Dat er een belemmering in de Nederlandse hoofden zit blijkt in vergelijking met het werelddeel waar misschien de meeste vrouwen aan de top staan: Azië. Daar worden geld en status zeer hoog gewaardeerd. Meisjes en jongens leren van jongsaf aan dat vooruitkomen in de maatschappij het belangrijkste doel is, opdat de volgende generaties het beter zullen krijgen dan hun ouders. Voor het werk moet alles wijken en accepteren mannen én vrouwen het bijvoorbeeld om lange periodes gescheiden van hun gezin te leven. In Nederland worden zelfontplooiing en gezin – vaak in die volgorde – vele malen hoger aangeslagen dan werk. Het is waarschijnlijk een van de redenen waarom Nederlanders zichzelf als gelukkig bestempelen en waarom de kwaliteit van leven hier zo hoog is. De prijs hiervan is een laag ambitieniveau. ‘Voor mij hoeft zo een carrière niet zo nodig’ is een typerende Nederlandse uitspraak.
Voor vrouwen geldt nog iets anders. Macht is een spel dat je volgens de regels moet spelen. Net als bij de Berliner Philharmoniker moet je het tempo van je collega’s aanhouden. En dat is zwaar. Topbanen eisen niet alleen veel tijd maar vooral ook het accepteren van de eenzaamheid die verbonden is aan het nemen van soms impopulaire beslissingen. In de veilige Nederlandse samenleving is juist onder vrouwen die bereidheid niet wijdverspreid.

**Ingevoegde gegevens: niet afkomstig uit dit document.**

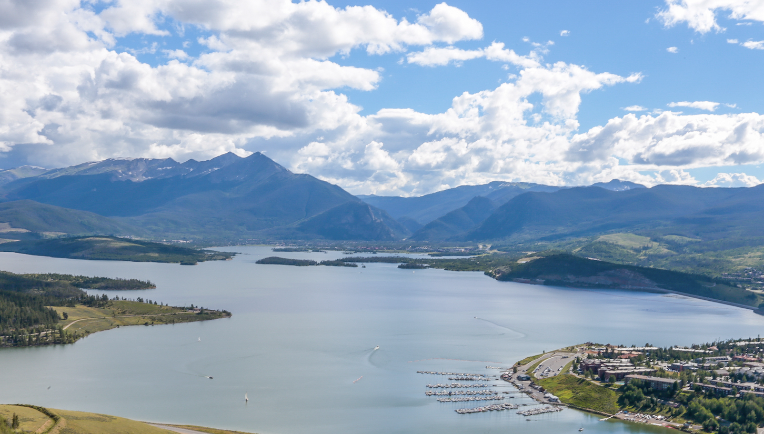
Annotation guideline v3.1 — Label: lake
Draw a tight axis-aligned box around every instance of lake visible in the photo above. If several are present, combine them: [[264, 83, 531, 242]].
[[0, 246, 764, 434]]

Hoe erg is het uiteindelijk dat wij wat betreft vrouwelijke hoogleraren en topbestuurders ongeveer op het niveau van Botswana scoren? Ja, het onthoudt jonge meisjes een rolmodel. Maar heel dramatisch kan ik het niet vinden, want het zou wel al te gek zijn als alleen vrouwelijke leiders meisjes inspiratie kunnen bieden. Het o zo Nederlandse argument dat het zonde van het geld is als vrouwen met een academische opleiding niet of niet fulltime werken, gaat voorbij aan het belang dat de samenleving heeft bij goed opgeleide ouders.

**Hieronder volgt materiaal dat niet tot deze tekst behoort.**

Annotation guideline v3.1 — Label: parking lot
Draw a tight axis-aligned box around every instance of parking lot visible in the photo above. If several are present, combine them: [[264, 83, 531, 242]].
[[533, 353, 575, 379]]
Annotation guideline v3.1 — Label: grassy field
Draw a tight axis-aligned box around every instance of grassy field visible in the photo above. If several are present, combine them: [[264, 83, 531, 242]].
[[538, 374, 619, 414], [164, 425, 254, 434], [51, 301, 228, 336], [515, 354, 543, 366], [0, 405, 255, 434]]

Eerlijk gezegd ben ik helemaal niet zo bezorgd over het aantal vrouwen in topposities. Een uitstekend presterende generatie jonge vrouwen staat al te trappelen (wat betreft zijn de achterblijvende jongens veel eerder een reden tot zorg). En principieel vind ik de kwestie van man-vrouwverhouding een valse tegenstelling. Het gaat om de juiste menging van individuen en talenten. Die krijg je door gelijke kansen te bieden aan iedereen, jongens en meisjes, van welke achtergrond dan ook. Daar moet de prioriteit liggen. Net als bij een toporkest kan alleen de meritocratie de basis zijn voor het harmonische geheel.